(a) For purposes of this section, the following terms have the meanings given them.
(b) "Adverse outcomes" means maternal opiate addiction, other reportable prenatal substance abuse, low birth weight, or preterm birth.
(c) "Qualified integrated perinatal care collaborative" or "collaborative" means a combination of (1) members of community-based organizations that represent communities within the identified targeted populations, and (2) local or tribally based service entities, including health care, public health, social services, mental health, chemical dependency treatment, and community-based providers, determined by the commissioner to meet the criteria for the provision of integrated care and enhanced services for enrollees within targeted populations.
(d) "Targeted populations" means pregnant medical assistance enrollees residing in geographic areas identified by the commissioner as being at above-average risk for adverse outcomes.
The commissioner shall implement a grant program to improve birth outcomes and strengthen early parental resilience for pregnant women who are medical assistance enrollees, are at significantly elevated risk for adverse outcomes of pregnancy, and are in targeted populations. The program must promote the provision of integrated care and enhanced services to these pregnant women, including postpartum coordination to ensure ongoing continuity of care, by qualified integrated perinatal care collaboratives.
The commissioner shall award grants to qualifying applicants to support interdisciplinary, integrated perinatal care. Grant funds must be distributed through a request for proposals process to a designated lead agency within an entity that has been determined to be a qualified integrated perinatal care collaborative or within an entity in the process of meeting the qualifications to become a qualified integrated perinatal care collaborative, and priority shall be given to qualified integrated perinatal care collaboratives that received grants under this section prior to January 1, 2019. Grant awards must be used to support interdisciplinary, team-based needs assessments, planning, and implementation of integrated care and enhanced services for targeted populations. In determining grant award amounts, the commissioner shall consider the identified health and social risks linked to adverse outcomes and attributed to enrollees within the identified targeted population.

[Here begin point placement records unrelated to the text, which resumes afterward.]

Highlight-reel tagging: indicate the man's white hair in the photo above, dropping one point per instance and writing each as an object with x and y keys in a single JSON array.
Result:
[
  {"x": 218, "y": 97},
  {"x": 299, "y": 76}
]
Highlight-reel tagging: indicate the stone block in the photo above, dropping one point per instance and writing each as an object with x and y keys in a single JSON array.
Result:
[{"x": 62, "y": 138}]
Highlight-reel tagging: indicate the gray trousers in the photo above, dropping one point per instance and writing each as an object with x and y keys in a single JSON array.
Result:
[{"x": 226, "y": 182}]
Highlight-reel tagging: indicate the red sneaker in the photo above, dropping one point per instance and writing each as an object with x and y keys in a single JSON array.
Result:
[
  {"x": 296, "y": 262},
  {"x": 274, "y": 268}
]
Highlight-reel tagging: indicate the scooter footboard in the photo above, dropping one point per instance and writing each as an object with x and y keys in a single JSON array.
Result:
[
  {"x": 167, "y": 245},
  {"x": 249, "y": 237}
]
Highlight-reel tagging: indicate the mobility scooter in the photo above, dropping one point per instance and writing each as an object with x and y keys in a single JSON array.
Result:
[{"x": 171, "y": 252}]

To be eligible for a grant under this section, an entity must meet qualifications established by the commissioner to be a qualified integrated perinatal care collaborative. These qualifications must include evidence that the entity has policies, services, and partnerships to support interdisciplinary, integrated care. The policies, services, and partnerships must meet specific criteria and be approved by the commissioner. The commissioner shall review the collaborative's capacity for interdisciplinary, integrated care, to be reviewed at the commissioner's discretion. In determining whether the entity meets the qualifications for a qualified integrated perinatal care collaborative, the commissioner shall verify and review whether the entity's policies, services, and partnerships:
(1) optimize early identification of drug and alcohol dependency and abuse during pregnancy, effectively coordinate referrals and follow-up of identified patients to evidence-based or evidence-informed treatment, and integrate perinatal care services with behavioral health and substance abuse services;
(2) enhance access to, and effective use of, needed health care or tribal health care services, public health or tribal public health services, social services, mental health services, chemical dependency services, or services provided by community-based providers by bridging cultural gaps within systems of care and by integrating community-based paraprofessionals such as doulas and community health workers as routinely available service components;
(3) encourage patient education about prenatal care, birthing, and postpartum care, and document how patient education is provided. Patient education may include information on nutrition, reproductive life planning, breastfeeding, and parenting;
(4) integrate child welfare case planning with substance abuse treatment planning and monitoring, as appropriate;
(5) effectively systematize screening, collaborative care planning, referrals, and follow up for behavioral and social risks known to be associated with adverse outcomes and known to be prevalent within the targeted populations;
(6) facilitate ongoing continuity of care to include postpartum coordination and referrals for interconception care, continued treatment for substance abuse, identification and referrals for maternal depression and other chronic mental health conditions, continued medication management for chronic diseases, and appropriate referrals to tribal or county-based social services agencies and tribal or county-based public health nursing services; and
(7) implement ongoing quality improvement activities as determined by the commissioner, including collection and use of data from qualified providers on metrics of quality such as health outcomes and processes of care, and the use of other data that has been collected by the commissioner.
A collaborative receiving a grant under this section must identify and report gaps in the collaborative's communication, administrative support, and direct care, if any, that must be remedied for the collaborative to continue to effectively provide integrated care and enhanced services to targeted populations.
By January 31, 2021, and every two years thereafter, the commissioner shall report to the chairs and ranking minority members of the legislative committees with jurisdiction over health and human services policy and finance on the status and outcomes of the grant program. The report must:
(1) describe the capacity of collaboratives receiving grants under this section;
(2) contain aggregate information about enrollees served within targeted populations;
(3) describe the utilization of enhanced prenatal services;
(4) for enrollees identified with maternal substance use disorders, describe the utilization of substance use treatment and dispositions of any child protection cases;
(5) contain data on outcomes within targeted populations and compare these outcomes to outcomes statewide, using standard categories of race and ethnicity; and
(6) include recommendations for continuing the program or sustaining improvements through other means.